I grew up on a farm and I have to say, I think that environment taught be a lot about finances. Maybe it was just my parents that taught me a lot, I don’t know. We didn’t live extravagantly, we did what we could to sustain ourselves with a garden, raising chickens and pigs and working on the farm. It was a really good experience. My dad was financially responsible to say the least. He was on top of all things that had to do with money and I remember specifically one time we were all eating supper together and my dad called a ‘family meeting’. He told us that the church was asking for a commitment from our family to help with renovations and that he wanted us to decide together to make some sacrifices. I think that act of financial leadership and trust has always stuck with me.
In the time that my dad passed away we found out just how amazing he was at being financially prepared and equally how well my mom did being handed the reigns. It was a hard time emotionally and I’m thankful that my dad planned for it to be an easier time financially.
Anyway, now to my thoughts and feelings about this more recently, I’m pretty average for a person being on my own just out of college. I still have student loans and car insurance, etc., etc. That is just the way life is, but I want to go back to something I said earlier.
I’m blessed.
I know I’m blessed.
I have more than enough. I mean that financially and in many other senses of the word, I’m sure many of you can relate.
I just watched a video by Francis Chan that he posted as a little food for thought and it is on Proverbs 30: 7-9. He talks about praying for your portion. Praying for just enough. Praying that God would not give you more than just what you need. Some people probably think this is crazy. Why wouldn’t you pray for blessing beyond imagination? It goes back to the proverb about a rich man getting into heaven, it is easier for a camel to got through the eye of a needle.
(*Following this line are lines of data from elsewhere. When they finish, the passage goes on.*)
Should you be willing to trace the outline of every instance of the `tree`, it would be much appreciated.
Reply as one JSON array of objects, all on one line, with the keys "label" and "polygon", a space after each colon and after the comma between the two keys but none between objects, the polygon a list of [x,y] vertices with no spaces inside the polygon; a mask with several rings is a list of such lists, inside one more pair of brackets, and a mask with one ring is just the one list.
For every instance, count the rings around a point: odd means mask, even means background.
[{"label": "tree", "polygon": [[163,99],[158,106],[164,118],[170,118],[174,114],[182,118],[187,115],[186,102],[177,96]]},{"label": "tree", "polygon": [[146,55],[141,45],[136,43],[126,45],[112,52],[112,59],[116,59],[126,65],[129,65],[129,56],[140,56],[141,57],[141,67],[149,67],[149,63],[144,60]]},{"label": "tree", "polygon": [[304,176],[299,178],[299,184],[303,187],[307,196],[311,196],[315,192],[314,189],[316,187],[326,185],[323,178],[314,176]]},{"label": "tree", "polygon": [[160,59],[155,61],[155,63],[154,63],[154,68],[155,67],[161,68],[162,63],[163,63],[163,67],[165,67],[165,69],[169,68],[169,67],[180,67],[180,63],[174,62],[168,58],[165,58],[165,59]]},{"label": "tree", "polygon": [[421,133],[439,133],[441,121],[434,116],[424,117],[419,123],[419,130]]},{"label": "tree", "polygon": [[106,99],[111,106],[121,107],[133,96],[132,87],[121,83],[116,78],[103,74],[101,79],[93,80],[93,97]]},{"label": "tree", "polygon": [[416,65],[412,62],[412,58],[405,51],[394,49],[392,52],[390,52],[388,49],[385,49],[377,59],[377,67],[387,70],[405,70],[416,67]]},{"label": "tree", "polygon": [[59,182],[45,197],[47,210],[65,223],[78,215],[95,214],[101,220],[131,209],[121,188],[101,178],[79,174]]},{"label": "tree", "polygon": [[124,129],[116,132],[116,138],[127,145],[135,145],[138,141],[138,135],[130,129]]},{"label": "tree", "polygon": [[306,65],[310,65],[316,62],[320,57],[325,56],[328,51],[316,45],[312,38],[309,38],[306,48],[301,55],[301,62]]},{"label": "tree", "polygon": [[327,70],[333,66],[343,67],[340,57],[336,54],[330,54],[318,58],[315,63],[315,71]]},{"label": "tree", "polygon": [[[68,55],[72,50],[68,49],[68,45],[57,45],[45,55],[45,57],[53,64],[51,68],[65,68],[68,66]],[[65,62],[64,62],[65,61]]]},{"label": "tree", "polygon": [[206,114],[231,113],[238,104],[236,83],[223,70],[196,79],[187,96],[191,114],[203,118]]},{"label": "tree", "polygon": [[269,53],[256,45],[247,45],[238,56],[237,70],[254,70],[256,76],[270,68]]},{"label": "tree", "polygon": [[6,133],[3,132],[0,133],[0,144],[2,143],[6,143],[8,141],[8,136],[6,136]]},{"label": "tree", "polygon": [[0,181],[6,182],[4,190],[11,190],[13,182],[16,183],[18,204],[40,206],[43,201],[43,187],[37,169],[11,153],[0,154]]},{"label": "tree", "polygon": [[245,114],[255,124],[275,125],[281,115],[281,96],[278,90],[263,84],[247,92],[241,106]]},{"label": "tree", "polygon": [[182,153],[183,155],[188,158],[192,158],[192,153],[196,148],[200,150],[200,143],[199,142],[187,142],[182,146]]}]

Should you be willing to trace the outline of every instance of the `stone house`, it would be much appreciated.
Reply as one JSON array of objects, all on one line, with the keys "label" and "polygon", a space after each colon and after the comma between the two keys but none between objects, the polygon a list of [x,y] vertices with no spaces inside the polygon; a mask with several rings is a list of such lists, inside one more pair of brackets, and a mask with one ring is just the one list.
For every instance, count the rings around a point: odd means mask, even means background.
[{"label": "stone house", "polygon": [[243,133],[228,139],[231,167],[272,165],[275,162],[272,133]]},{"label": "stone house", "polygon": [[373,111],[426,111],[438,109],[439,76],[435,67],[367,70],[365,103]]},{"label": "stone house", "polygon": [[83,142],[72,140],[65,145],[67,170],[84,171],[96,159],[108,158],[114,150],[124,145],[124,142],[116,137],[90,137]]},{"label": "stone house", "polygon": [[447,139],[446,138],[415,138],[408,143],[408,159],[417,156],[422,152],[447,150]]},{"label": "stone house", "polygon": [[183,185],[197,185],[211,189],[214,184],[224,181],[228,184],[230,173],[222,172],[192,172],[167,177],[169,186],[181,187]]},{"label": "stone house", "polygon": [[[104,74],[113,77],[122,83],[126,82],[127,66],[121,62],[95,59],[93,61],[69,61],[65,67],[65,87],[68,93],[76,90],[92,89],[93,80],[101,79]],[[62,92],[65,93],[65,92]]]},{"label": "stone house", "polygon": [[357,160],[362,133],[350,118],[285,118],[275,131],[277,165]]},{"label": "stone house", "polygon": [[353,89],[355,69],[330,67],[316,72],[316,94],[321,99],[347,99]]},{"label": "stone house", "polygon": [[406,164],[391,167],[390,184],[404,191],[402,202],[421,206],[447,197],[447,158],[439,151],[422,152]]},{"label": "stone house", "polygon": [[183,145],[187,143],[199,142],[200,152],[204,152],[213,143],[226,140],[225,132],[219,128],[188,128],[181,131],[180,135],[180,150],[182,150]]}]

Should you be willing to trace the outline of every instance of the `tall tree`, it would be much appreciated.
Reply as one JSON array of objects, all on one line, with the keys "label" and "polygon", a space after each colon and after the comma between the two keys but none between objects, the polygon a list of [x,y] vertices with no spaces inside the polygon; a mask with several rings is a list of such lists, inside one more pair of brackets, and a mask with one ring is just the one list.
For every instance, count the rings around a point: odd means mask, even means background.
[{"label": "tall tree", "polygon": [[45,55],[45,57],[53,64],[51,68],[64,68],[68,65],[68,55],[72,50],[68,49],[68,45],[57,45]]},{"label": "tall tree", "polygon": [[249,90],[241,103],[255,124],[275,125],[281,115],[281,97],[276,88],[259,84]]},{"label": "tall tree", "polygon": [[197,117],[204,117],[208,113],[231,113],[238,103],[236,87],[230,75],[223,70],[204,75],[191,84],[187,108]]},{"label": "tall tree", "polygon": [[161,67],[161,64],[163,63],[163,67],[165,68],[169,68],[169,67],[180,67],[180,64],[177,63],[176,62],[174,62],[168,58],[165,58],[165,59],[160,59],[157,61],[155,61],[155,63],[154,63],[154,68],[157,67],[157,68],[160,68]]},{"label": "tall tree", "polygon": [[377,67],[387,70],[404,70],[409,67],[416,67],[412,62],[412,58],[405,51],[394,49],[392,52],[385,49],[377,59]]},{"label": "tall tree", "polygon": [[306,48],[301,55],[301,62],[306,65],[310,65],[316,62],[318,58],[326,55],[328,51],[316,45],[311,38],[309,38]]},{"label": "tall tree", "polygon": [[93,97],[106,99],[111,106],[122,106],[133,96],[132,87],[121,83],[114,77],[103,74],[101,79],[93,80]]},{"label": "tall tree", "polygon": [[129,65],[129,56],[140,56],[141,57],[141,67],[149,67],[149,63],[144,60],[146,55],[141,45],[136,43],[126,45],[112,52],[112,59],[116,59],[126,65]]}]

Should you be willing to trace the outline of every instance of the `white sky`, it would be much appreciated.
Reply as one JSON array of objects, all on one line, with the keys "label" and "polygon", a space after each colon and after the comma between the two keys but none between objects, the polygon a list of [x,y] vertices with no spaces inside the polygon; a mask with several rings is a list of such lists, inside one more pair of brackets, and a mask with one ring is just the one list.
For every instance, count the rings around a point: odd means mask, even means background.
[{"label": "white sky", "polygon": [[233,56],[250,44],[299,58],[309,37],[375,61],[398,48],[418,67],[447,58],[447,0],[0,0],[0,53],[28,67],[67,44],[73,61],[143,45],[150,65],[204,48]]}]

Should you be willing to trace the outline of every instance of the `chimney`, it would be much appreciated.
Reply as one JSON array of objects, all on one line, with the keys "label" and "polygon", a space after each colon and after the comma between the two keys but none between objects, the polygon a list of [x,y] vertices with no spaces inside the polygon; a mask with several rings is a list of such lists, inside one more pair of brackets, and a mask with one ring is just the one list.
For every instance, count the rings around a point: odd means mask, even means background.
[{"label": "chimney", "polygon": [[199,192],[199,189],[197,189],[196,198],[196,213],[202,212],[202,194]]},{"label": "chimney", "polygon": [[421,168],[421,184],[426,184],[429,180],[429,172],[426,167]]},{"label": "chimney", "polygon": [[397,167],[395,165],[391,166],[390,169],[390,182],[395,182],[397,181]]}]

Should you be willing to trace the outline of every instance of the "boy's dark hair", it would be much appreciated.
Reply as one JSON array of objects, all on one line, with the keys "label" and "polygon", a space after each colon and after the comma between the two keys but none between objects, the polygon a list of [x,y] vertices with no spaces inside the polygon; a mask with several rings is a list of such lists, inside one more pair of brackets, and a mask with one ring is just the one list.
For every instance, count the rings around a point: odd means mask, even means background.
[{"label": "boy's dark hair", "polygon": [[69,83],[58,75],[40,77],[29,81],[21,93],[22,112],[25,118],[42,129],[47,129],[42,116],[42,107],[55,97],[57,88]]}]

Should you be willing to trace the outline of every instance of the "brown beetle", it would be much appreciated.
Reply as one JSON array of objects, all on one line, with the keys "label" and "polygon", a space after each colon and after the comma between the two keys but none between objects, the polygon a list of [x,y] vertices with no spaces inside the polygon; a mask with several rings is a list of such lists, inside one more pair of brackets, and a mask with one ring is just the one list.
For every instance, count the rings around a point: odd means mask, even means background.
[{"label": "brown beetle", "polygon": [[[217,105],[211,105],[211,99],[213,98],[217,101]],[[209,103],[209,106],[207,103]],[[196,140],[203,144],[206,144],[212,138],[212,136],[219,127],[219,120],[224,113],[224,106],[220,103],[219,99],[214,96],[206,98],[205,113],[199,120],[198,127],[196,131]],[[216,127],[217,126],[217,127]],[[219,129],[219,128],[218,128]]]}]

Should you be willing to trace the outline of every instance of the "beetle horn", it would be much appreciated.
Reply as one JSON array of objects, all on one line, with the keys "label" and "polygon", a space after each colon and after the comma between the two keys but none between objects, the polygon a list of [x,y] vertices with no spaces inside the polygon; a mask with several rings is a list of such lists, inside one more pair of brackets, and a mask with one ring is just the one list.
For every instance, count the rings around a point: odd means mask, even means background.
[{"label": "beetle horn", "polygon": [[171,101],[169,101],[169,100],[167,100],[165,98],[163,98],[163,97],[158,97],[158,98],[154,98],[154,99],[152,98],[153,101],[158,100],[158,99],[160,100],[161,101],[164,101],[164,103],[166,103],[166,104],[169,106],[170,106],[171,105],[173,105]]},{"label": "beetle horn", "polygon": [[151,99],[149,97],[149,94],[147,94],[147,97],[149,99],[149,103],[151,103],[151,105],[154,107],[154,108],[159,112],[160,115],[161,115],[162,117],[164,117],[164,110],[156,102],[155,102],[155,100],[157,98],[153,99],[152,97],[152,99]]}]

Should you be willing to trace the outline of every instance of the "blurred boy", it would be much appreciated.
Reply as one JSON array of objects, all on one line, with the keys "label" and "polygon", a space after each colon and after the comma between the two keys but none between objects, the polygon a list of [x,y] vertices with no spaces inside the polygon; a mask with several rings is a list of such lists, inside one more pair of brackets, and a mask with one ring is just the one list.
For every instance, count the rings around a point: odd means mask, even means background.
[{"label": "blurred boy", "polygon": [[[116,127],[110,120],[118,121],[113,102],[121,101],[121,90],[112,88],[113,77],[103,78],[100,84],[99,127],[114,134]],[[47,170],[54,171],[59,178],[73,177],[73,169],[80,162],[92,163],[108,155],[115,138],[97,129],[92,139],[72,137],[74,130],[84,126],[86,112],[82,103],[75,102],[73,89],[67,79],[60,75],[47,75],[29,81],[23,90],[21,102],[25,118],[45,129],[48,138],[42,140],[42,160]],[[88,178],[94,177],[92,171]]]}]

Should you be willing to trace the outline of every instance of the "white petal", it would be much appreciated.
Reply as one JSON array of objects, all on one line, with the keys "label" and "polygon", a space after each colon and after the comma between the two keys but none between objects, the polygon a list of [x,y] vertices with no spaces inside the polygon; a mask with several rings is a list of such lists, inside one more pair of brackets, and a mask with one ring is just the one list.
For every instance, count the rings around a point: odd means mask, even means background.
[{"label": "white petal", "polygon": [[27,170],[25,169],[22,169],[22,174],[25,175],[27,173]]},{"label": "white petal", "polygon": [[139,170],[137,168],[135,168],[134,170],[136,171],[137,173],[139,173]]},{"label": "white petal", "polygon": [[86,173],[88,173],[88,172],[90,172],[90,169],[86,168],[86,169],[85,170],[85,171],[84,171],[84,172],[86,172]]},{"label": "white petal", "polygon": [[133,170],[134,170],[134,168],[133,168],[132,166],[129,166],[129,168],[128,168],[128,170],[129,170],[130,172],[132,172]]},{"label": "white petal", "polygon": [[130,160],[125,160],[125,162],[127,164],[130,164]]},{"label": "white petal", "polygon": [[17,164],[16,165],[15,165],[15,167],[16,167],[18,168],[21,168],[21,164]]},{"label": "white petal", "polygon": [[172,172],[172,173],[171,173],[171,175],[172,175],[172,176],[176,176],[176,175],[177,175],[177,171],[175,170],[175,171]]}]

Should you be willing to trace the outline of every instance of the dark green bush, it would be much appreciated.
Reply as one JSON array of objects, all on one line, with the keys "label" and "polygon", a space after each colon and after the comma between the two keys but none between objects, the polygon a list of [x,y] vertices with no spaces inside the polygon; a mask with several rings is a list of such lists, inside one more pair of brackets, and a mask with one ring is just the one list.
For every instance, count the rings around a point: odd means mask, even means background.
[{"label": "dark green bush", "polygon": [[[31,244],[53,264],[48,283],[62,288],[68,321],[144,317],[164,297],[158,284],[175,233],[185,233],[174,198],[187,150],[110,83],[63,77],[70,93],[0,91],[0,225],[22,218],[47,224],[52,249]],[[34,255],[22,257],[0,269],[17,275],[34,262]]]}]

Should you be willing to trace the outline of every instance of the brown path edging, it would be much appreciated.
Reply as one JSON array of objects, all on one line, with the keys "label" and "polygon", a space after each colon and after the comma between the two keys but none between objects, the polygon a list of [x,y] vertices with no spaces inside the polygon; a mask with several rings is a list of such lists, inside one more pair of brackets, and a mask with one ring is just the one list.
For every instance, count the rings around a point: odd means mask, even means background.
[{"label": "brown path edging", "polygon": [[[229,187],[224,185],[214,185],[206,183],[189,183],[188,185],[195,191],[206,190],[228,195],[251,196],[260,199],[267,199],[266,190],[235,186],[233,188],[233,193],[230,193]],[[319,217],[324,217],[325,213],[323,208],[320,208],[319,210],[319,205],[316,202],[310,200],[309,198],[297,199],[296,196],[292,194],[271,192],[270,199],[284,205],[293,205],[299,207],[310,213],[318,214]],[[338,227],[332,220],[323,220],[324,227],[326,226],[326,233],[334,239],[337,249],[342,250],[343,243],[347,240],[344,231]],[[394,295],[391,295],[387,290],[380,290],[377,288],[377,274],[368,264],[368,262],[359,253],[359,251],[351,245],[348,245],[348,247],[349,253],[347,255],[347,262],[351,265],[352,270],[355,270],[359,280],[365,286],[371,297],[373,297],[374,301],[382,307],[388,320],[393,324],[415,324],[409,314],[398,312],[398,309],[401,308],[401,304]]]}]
In my own life when things are easy, when things are going my way, when I have more than enough, sometimes I forget that I need God. I forget that He is ALL I need.
That is really what I was taught growing up and I appreciate that now more than I ever have.
I pray that what I’m blessed with I can use to bless others and I pray that I remember, even as I go to a city where money is a god, that no riches compare to the width and depth of love that has rescued us.